According to running movement expert Jae Gruenke, running technique expert known as the “running form guru,” the reason runners don’t need to worry so much about their posture is because, fundamentally, posture is a static position. In other words, posture, as a position, is still. But, she points out, is anything still when you run? The answer is no. The obvious areas of movement are your feet, legs and arms, but your pelvis, spine, shoulders and head are all moving, too.
Gruenke explains the pelvis moves in all three planes of motion when you run:
- Sagittal Plane: Cuts the body into left and right halves for forward and backward movements.
- Frontal Plane: Cuts the body into front and back halves for side-to-side movements.
- Transverse Plane: Cuts the body into top and bottom halves for twisting movements.
Since the spine and the pelvis are attached, the spine also moves when you run. Gruenke says the spine moves in counter-rotation, twisting in the approximate middle of your trunk (a.k.a. torso). Your lower (or lumbar) spine also performs side bends to allow the pelvis to move from side to side, and the entire spine flexes and extends diagonally from each glute to the opposite shoulder. Your shoulders also move in counter-rotation to your pelvis and help you create arm swing, while your head moves side to side in conjunction with your footsteps.
With that in mind, Gruenke asserts that since your entire body is in constant movement while you’re running, there are no positions, and so there is no such thing as running posture. For this reason, when runners try to hold themselves in any one position (for example, hold their shoulders back), they interfere with the action of running. This, in turn, costs you a lot of energy, because you’re essentially fighting against yourself.
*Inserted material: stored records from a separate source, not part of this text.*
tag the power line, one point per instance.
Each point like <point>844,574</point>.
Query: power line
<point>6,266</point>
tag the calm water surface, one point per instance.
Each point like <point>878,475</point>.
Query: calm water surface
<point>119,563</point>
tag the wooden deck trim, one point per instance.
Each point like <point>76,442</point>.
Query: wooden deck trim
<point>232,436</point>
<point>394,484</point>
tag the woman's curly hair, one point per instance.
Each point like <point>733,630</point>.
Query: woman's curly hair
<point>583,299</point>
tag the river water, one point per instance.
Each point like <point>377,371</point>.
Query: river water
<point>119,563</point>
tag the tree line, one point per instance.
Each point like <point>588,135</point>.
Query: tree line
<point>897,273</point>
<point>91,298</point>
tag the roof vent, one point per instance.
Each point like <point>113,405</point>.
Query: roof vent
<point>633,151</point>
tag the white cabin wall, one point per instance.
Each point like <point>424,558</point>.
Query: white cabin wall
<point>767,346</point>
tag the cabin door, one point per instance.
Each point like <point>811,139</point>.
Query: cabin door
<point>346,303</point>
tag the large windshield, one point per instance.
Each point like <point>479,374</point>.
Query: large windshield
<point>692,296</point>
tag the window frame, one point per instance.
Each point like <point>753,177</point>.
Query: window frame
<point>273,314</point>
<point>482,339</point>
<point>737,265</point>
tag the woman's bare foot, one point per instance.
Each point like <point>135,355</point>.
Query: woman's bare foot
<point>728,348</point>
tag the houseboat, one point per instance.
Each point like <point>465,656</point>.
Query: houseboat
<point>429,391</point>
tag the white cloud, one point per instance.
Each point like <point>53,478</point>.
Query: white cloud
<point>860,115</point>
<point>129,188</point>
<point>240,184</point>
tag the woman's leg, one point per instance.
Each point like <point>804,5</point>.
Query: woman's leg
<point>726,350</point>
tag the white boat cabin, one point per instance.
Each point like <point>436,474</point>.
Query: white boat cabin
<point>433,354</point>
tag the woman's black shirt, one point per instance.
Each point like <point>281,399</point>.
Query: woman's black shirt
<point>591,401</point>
Gruenke encourages runners to stop worrying about their posture and instead work on the movements of running. She says that while there is such a thing as excessive movement, trying to restrict that movement (i.e., hold a posture) isn’t the answer. The better way to fix excessive movement is to look for what isn’t moving enough or properly and try to improve that. Doing so should solve your excessive movement naturally. As you fatigue on a run, the areas that need attention should become more obvious, so Gruenke recommends you pay attention to your body as you start to get tired. She explains that good running form is about timing and co-ordination, and if everything is moving as it should, posture is unimportant.